Lie goes on to invent statistics to show intranets make up half of the page view on PCs. While the method for determining his numbers may not have been scientific, the point is being made solely to imply that Microsoft is only half-supporting standards. In 2005 Lie wrote a similar attack complaining about, among other things, Microsoft’s site not validating. This is picking nits, and it’s akin to schoolyard bullying. That’s right, Microsoft is getting bullied this time.
I think Microsoft was right to note a differentiation between the web and intranets, and it even chose the defaults correctly. There are many different types of intranets, but one thing most have in common is that they suck. They’re duct-taped together pieces of software. Microsoft is right not to expect most intranets to support standards.
Indeed, much of the web is not 100 percent standards-compliant, partly due to Microsoft’s previous partial support. Internet Explorer 8 comes with a “compatibility view” that reverts to the previous rendering engine whenever a page has no DOCTYPE, or when the developer has chosen to render in the older Quirks mode. Users can also manually implement compatibility view by clicking the icon next to the location bar, or by setting it permanently for a given site.

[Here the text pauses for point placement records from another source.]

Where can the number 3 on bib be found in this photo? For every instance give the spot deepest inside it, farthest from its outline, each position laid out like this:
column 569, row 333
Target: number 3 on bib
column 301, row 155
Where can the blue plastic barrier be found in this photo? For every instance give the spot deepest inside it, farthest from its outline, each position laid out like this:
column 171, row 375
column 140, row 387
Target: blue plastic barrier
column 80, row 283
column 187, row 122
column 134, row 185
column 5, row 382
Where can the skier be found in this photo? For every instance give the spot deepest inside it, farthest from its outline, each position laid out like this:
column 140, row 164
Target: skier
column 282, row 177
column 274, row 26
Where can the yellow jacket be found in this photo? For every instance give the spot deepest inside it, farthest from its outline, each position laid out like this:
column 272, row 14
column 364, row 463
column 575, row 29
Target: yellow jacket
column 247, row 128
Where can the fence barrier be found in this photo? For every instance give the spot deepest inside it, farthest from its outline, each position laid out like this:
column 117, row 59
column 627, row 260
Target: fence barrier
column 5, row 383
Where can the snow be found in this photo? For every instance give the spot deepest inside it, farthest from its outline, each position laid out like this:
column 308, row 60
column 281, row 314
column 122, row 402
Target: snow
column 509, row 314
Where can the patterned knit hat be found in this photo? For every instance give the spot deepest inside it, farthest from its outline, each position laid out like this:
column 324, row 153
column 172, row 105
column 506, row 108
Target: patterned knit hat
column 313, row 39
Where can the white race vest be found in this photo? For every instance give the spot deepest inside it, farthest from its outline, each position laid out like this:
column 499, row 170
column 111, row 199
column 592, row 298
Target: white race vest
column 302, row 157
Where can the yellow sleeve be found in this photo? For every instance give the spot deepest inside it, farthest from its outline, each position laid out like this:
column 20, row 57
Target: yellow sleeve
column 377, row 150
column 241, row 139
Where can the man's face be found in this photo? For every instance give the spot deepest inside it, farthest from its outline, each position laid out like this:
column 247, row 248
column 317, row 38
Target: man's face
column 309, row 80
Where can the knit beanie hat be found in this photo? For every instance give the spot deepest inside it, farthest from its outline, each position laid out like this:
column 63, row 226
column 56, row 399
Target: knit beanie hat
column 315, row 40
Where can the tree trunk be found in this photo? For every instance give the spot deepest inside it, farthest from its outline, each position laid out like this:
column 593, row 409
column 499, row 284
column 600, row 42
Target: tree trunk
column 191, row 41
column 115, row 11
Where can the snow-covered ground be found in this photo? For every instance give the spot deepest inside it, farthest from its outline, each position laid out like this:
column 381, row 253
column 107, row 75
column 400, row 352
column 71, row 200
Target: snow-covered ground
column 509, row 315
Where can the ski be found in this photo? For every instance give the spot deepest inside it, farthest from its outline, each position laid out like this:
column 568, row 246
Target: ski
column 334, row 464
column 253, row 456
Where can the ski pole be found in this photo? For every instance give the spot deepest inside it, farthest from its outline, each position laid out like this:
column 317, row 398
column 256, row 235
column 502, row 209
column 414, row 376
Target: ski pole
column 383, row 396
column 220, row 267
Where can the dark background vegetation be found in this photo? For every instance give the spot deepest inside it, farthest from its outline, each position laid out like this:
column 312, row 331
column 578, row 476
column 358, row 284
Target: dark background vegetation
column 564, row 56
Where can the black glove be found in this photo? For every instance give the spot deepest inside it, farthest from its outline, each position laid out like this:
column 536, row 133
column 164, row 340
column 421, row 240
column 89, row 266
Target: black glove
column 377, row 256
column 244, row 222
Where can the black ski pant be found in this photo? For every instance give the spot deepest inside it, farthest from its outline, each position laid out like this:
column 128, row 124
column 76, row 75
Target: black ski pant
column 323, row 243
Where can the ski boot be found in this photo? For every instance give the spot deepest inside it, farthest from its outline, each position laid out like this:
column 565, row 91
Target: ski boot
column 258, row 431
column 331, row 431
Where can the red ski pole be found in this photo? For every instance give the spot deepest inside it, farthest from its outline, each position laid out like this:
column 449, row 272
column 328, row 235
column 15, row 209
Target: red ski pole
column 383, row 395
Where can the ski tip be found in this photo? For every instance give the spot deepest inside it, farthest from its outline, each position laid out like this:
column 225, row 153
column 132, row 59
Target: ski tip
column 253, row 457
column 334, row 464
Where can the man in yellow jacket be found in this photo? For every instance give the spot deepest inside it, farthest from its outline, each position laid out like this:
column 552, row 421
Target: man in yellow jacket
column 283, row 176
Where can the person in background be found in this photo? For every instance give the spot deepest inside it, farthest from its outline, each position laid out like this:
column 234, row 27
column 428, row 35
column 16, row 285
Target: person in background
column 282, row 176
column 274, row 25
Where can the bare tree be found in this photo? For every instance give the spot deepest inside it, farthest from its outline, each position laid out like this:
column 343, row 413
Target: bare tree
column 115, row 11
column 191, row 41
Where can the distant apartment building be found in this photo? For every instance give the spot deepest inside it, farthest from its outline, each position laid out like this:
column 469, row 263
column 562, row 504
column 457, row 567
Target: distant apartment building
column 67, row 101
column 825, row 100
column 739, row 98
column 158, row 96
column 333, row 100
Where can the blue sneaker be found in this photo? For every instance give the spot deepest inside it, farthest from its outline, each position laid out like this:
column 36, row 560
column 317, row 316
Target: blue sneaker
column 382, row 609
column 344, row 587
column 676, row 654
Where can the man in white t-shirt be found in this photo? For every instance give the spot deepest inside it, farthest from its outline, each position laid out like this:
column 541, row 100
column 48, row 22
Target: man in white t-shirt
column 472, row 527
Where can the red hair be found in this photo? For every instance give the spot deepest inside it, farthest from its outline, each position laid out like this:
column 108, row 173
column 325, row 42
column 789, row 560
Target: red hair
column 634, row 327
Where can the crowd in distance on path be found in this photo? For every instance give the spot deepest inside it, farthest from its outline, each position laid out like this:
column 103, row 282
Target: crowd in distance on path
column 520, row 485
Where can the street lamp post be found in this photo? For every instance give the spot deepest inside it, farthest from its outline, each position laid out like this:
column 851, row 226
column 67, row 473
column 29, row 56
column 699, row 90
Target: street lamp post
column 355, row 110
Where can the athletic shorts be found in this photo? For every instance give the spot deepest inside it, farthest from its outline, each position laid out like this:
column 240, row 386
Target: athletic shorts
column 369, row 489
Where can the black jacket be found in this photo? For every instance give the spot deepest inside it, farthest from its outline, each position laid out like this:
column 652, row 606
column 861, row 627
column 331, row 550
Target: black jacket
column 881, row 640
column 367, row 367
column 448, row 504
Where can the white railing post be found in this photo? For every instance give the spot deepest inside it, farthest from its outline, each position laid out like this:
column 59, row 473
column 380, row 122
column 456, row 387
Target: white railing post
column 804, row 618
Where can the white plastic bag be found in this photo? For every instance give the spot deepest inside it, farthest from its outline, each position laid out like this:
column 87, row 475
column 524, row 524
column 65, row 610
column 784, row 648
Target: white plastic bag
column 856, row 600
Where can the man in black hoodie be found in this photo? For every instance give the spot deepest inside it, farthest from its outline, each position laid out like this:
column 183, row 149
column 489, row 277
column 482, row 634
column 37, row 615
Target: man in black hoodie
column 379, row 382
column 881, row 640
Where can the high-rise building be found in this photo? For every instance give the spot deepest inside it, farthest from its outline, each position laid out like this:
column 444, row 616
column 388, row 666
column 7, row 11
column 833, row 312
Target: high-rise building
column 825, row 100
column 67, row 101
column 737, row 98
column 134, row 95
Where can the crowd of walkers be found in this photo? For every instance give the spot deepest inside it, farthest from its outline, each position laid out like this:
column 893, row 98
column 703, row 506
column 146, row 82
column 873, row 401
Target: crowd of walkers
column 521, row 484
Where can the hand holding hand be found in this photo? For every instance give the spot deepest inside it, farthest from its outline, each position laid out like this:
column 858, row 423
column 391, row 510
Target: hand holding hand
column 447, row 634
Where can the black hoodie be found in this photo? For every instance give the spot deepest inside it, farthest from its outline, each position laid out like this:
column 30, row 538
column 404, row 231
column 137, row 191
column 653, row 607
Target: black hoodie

Here is an animated GIF of the W3C website with and without “compatibility view” enabled:
Compatibility view makes sense to me. Why make users suffer just because a developer has not kept up with standards? Click a button and, without restarting the browser, IE 8 gives you a glimpse of how the site may have been meant to look.
Where I do agree with Lie is about the icon. Microsoft chose a broken web page to represent compatibility view. While Lie seemed to assume the icon was meant to represent standards, it’s clear to me that the broken page is activated when going back to previous versions. If Microsoft is dissing anybody here, it’s itself.
But using a broken page as an icon is just a bad idea. Users are bound to wonder, “will this break my web page?” Granted, I’ve wondered that often when loading sites in IE, but I’m hoping that IE 8, with its smart selection of when to support standards, will make broken pages a thing of the past.